The second movement, Adagio, opens in a sort of E minor. Though very tonal again, here the proximity to his more typical music of that time such as The Greek Passion can be felt, distinguished by sudden changes of mood as well as of the density of orchestral texture. It feels like a strange meditation, anticipating with its simplicity Martinu’s elementary folk cantata Opening of the Springs from 1955.
The solo violin enters with a variant of its theme from the first movement. The piano joins in with figurative passagework in C major, at first providing an accompanimental backdrop for an orchestral oboe solo and only gradually developing into a genuine solo part. A richly figurative cadenza for the two solo instruments is followed by a vibrant orchestral melody that reminds us of the composer’s Czech origins. Here, for the first time, the typical Juliette chord progression appears, a sort of plagal cadence best known from his opera Juliette which also appears in several other works, especially from the 1950s. The movement closes in an emphatic C major.

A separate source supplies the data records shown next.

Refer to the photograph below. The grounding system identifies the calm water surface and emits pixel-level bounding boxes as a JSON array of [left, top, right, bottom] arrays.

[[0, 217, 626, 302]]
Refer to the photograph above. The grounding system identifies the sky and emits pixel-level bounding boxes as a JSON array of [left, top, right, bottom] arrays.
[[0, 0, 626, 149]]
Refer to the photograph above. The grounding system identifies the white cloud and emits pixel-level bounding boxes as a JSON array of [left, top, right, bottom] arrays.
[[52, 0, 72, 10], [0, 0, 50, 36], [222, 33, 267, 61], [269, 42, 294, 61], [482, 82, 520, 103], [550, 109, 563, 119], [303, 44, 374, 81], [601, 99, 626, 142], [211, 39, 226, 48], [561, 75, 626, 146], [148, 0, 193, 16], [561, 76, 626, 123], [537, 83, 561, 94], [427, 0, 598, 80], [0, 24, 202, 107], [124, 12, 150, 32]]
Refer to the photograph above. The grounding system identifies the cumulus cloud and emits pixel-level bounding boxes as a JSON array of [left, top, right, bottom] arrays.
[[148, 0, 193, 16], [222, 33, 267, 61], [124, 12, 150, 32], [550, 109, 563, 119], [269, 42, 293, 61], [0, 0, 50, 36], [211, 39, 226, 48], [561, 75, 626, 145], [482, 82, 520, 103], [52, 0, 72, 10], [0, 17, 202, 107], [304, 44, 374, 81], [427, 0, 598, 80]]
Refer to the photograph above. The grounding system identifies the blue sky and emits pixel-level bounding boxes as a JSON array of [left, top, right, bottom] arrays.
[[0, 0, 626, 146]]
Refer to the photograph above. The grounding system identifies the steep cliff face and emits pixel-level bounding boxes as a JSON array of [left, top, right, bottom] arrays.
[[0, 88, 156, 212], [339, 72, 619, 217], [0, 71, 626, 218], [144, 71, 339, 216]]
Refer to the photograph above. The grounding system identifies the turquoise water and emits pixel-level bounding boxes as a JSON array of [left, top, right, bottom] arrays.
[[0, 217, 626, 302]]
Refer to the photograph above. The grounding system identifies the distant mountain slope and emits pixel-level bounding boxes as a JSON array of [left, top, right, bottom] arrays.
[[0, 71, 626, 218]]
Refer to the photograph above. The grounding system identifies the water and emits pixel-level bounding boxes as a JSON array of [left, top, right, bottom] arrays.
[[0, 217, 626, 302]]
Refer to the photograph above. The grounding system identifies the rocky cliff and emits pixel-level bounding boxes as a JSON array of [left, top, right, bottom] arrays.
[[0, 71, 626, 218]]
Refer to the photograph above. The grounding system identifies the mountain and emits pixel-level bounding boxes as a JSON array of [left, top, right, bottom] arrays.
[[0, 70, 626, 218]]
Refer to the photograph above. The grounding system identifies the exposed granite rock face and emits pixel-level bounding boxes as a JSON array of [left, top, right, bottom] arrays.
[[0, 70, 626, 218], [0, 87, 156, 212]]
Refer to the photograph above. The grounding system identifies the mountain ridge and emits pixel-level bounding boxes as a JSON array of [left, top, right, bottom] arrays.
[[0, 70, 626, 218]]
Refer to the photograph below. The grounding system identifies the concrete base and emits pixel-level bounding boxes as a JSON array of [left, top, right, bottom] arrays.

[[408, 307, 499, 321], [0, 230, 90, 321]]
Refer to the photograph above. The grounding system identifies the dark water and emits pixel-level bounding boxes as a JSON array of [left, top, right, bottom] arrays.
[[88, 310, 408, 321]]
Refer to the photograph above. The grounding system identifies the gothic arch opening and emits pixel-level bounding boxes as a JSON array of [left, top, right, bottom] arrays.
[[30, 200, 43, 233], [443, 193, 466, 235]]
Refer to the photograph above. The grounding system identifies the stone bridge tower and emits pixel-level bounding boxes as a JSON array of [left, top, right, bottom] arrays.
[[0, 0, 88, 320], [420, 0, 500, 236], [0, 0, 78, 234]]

The opening orchestral section of the Allegro reflects the world of Martinu’s Symphony No 4, written at the end of World War 2. The piano enters in C major with an optimistic variant of the toccata-like figuration of the first movement. Just two bars later it is joined by the solo violin. The second theme sounds like a highly unusual fusion of the expressive worlds of Dvorák’s violin concerto and late nineteenth-century Italian opera. Short melodic cells, however, refer to the neo-baroque period of Martinu. What seems at first to be a literal reprise is suddenly stopped after just thirteen bars by a highly operatic procedure: a long pause followed by an unusually dramatic, even tragic, entrance of the piano. It is easy to see at this point a sort of Faustian dilemma (‘Two souls live in my chest’), but we cannot know whether this was what Martinu had in mind. The dark vision is lightened slightly by the entrance of two clarinets and by a gradual tonal stabilization. Step by step the orchestra comes in. The coda is in Martinu’s favourite key of B flat major; it presents stretto fanfares from the oboes and trumpets and modulates to E minor. A chorale melody finally leads to the culmination in C major.
The premiere of the Concerto for violin, piano and orchestra took place on 13 November 1954 in San Antonio, performed by the concerto’s dedicatees, Benno and Sylvia Rabinof (violin and piano respectively), with the San Antonio Symphony Orchestra conducted by Victor Alessandro. Its success led to several further performances, and on 27 March 1957 the Rabinofs wrote to the composer: ‘Your concerto becomes nobler and better-loved every time we play it.’